Any proposition to do it in better time complexity? Thanks

Answer 1

O(N) Time and O(N) Space Complexity:

Create empty stack, iterate the array from the right

for each iterated item: keep popping from the stack as long as item on the top is smaller than current, then if the stack becomes empty there's no bigger element on the right, if not that's your first bigger item on the right for current element, push current item on the stack

void GetFirstRight(int* arr, int size, int* res){
  stack<int> s;
  for (int i = size - 1; i >= 0; --i) {
    while (!s.empty() && s.top() <= arr[i]) s.pop();
    if (s.empty()) { 
      res[i] = -1;
    } else {
      res[i] = s.top();
    }
    s.push(arr[i]);
  }
}

Answer 2

O(n) algorithm:

Maintain a stack of indexes that are still not solved. This will be sorted so that the minimum still unsolved value is on the top. As you reach a new element pop from the stack until the value of the new element is less than the value on top of the stack. For each that you pop, the answer is the current index. Then push on the current index. At the end, the result for anything still on the stack is -1.

Code (C++):

stack<int> unsolved;
int arr[] = {3,1,4,2,5,7}, N = 6;
int res[1234];

int main() {
    for (int i = 0; i < N; i++) {
        while (!unsolved.empty() && arr[unsolved.top()] < arr[i]) {
            res[unsolved.top()] = i;
            unsolved.pop();
        }
        unsolved.push(i);
    }
    while (!unsolved.empty()) {
        res[unsolved.top()] = -1;
        unsolved.pop();
    }
    // Print results
    for (int i = 0; i < N; i++) printf("%d%c", res[i], i==N-1 ? '\n' : ' ');

    return 0;
}

Output:

2 2 4 4 5 -1

Answer 3

Keep a parallel array b. make b[0]=0. Make a run to iterate thru the elements of a. as you go along, set the values of b to the differences of consecutive cells of a.

so, if

a[0]=9
a[1]=4
a[2]=17
a[3]=2
a[4]=3
a[5]=6
a[6]=0
a[7]=3
a[8]=1
a[9]=1
a[10]=7

then,

b[0]=0
b[1]=-5
b[2]=13
b[3]=-15
b[4]=1
b[5]=3
b[6]=-6
b[7]=3
b[8]=-2
b[9]=0
b[10]=6

All you should be concerned about is the (-) cells in the b array. Now, start iterating backwards on array b-- starting from b[10] in the above eg. Keep a currentMax value. initially set to the first max (+) on the array-- nothing you can do about the (-) entries at the end of the array. As you iterate backwards from b[b.length] down to b[0], do the following:

update currentMax:

currentMax += <value at the current cell of **b**>

if (currentMax<0) then /* you've hit elements-with-no-indexes*/ then keep going till you find a positive b[i] entry, and when you find one, set the value of currentMax to it.
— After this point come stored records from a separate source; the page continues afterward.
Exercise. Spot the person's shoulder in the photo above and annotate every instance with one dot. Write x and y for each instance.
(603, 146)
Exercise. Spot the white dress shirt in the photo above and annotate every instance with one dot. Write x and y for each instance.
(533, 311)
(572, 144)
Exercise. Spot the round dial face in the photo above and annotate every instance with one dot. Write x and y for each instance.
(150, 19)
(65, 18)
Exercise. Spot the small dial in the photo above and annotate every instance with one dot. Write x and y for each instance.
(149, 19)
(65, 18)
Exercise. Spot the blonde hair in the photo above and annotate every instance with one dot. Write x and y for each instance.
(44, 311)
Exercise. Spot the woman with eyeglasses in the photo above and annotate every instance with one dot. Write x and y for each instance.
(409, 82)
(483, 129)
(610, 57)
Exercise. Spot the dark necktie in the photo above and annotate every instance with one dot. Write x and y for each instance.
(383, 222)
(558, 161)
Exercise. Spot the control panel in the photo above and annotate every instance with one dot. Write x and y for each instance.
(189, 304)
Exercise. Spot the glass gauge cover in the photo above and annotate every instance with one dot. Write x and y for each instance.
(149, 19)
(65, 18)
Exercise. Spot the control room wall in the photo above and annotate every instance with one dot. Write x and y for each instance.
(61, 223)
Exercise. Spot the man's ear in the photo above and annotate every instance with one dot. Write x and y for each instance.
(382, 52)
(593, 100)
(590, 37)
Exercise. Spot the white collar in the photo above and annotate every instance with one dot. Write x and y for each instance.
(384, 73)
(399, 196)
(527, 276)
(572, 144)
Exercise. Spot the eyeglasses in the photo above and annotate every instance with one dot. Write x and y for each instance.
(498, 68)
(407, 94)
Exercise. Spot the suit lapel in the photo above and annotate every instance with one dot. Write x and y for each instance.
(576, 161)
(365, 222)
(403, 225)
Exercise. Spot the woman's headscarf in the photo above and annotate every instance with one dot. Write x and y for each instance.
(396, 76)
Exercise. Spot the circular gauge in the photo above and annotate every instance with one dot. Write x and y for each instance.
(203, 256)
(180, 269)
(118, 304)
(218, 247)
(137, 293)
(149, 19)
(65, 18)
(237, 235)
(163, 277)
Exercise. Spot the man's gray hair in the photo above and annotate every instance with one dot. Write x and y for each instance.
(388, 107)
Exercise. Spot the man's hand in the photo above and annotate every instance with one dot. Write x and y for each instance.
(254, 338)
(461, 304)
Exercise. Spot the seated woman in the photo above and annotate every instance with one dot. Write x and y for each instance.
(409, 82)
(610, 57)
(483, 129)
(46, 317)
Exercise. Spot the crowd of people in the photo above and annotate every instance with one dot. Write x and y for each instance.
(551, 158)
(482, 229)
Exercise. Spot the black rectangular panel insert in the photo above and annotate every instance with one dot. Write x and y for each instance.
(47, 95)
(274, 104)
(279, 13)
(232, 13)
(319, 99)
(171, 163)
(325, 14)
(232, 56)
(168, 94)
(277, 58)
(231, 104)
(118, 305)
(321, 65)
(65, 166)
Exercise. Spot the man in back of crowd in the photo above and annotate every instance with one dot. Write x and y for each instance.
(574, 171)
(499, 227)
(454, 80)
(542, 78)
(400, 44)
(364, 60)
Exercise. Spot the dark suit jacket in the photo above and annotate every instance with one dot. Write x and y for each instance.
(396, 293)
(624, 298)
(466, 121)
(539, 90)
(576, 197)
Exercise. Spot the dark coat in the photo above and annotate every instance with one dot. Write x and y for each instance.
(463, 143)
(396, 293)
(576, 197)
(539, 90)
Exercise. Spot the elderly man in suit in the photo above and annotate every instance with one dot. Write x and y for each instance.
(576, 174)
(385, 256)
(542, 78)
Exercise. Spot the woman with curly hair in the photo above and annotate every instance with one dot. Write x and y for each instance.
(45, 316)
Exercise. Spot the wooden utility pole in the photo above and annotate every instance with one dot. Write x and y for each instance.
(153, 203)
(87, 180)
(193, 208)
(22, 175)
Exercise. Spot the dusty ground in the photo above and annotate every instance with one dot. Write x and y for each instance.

(+) values of currentMax indicate cells that the cell that reset currentMax is the index for all cells visited-so-far, (-) values are no-index cells.

In the above eg, 7 at a[10] is the index of all in a[3]..a[9], because -currentMax is the one initialized at cell 10 (and not reset afterwards) -the value of currentMax after all those additions is still (+) all the way up to cell 4 (cell 4 reflects the change from cell 3-to-4)

At b[3], currentMax falls below 0--meaning no index for cell 2. The value found at b[2] is positive while currentMax is negative-- so make at b[3], currentMax=13 and iterate on.

Linear in the array size-- takes O(n) time.